Pseudomonas extremaustralis capitalizes on the enzyme nitrate reductase in order to use nitrate as a potential electron acceptor instead of oxygen, making the organism viable in environments with low concentrations of oxygen. The species can also metabolize various length hydrocarbons under low-oxygen (microaerophilic) conditions. Further, the ability to produce storage polymers like polyhydroxyalkanoates (PHAs) confers an evolutionary advantage in harsh environments. Producing PHAs allows the organism to survive harsh and nutrient-scarce conditions. The ability to switch to ethanol oxidation under cold conditions also provides evidence of another adaptation mechanism the species has to endure the harsh Antarctic environment. Given this ability and its natural environment, Pseudomonas extremaustralis is tolerant to extreme cold environments (psychrotolerant).

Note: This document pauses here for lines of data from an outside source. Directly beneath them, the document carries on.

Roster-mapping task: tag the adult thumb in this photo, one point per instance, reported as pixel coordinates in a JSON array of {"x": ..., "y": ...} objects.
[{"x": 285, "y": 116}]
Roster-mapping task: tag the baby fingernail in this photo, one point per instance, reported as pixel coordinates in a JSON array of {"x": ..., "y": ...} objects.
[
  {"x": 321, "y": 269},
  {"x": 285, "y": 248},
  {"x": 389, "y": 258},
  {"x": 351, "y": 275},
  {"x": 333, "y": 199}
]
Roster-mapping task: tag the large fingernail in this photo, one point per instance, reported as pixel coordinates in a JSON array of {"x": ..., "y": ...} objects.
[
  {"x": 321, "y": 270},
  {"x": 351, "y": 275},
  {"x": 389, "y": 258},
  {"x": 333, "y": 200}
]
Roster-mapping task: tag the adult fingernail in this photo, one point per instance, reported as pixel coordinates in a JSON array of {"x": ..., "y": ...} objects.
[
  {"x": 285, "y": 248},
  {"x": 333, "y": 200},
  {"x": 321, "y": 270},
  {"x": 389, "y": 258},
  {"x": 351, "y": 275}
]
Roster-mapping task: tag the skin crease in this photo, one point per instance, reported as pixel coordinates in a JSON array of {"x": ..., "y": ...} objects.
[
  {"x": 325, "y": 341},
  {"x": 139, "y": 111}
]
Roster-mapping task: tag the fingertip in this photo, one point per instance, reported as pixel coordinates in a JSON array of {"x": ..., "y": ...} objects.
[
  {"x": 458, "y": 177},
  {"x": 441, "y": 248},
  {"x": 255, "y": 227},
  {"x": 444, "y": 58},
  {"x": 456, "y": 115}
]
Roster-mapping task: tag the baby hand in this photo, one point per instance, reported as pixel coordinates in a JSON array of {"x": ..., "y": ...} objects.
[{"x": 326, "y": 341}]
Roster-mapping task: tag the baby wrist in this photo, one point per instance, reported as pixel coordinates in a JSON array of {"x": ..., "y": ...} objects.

Its ability to use nitrate and produce ammonium gives the species the ecological responsibility of recycling nitrogen in the environment.

===Genomics===
The genome size was calculated as 6,143,638 base pairs (bp) with a 60.9% guanine/cytosine content; the genome also contained approximately 5,665 genes, of which 5,544 encode proteins and 121 encode RNA. 10.5% of genes were related to amino acid metabolism, while other genes encoding lipase (enzymes that break down fat) and carboxylesterase (enzymes that break down ester functional groups) are also present. This indicates the organism obtains energy through the metabolism of amino acids and short chain fatty acids. At very low temperatures, genes involved in primary metabolism are repressed in the bacteria and genes involved in ethanol oxidation are upregulated. Pseudomonas extremaustralis also possesses nitrate reductase genes, indicating the species can use nitrogen as an electron acceptor in its metabolism. Genes encoding acetate kinase, potassium transporters, and colanic acid biosynthesis appear to confer a survival advantage under unfavorable conditions by providing osmotic resistance (regulation of particle and water concentrations inside the cell) and aiding in biofilm formation (defined in "Physiology and Metabolism"). These genes were likely acquired through horizontal gene transfer events, which are transfers of genes between two live organisms rather than the passing of genes through reproduction (vertical transfer). Gene duplication was also significant in producing advantageous genes responsible for osmotic-related transport genes and synthesis of glycine-betaine, an osmoprotectant (molecules that help with osmotic pressure).

== Larger implications ==
Pseudomonas extremaustralis possesses the unique ability to digest various hydrocarbons under microaerophilic (low oxygen) conditions, highlighting its potential use in initiatives to clean up diesel fuel contamination in ecosystems where oxygen is limited using microbes. The genes involved in this metabolic pathway should be further studied to understand the strategic potential of this organism to clean up environmental pollutants like oil spills, which aggregate with other factors to endanger the sustainable future of human life on the planet.

Additionally, Pseudomonas extremaustralis are also capable of degrading a very high concentrations of paracetamol (Tylenol®), using it as its sole carbon and energy source. Paracetamol is one of the most used pharmacologic (active drug) compounds in the world, and is also considered an environmental pollutant because it is often found in wastewater and sewage systems that empty into the environment. The species could, thus, be used to combat paracetamol pollution by effectively catabolizing (breaking it down) it into harmless metabolites (end products of metabolism).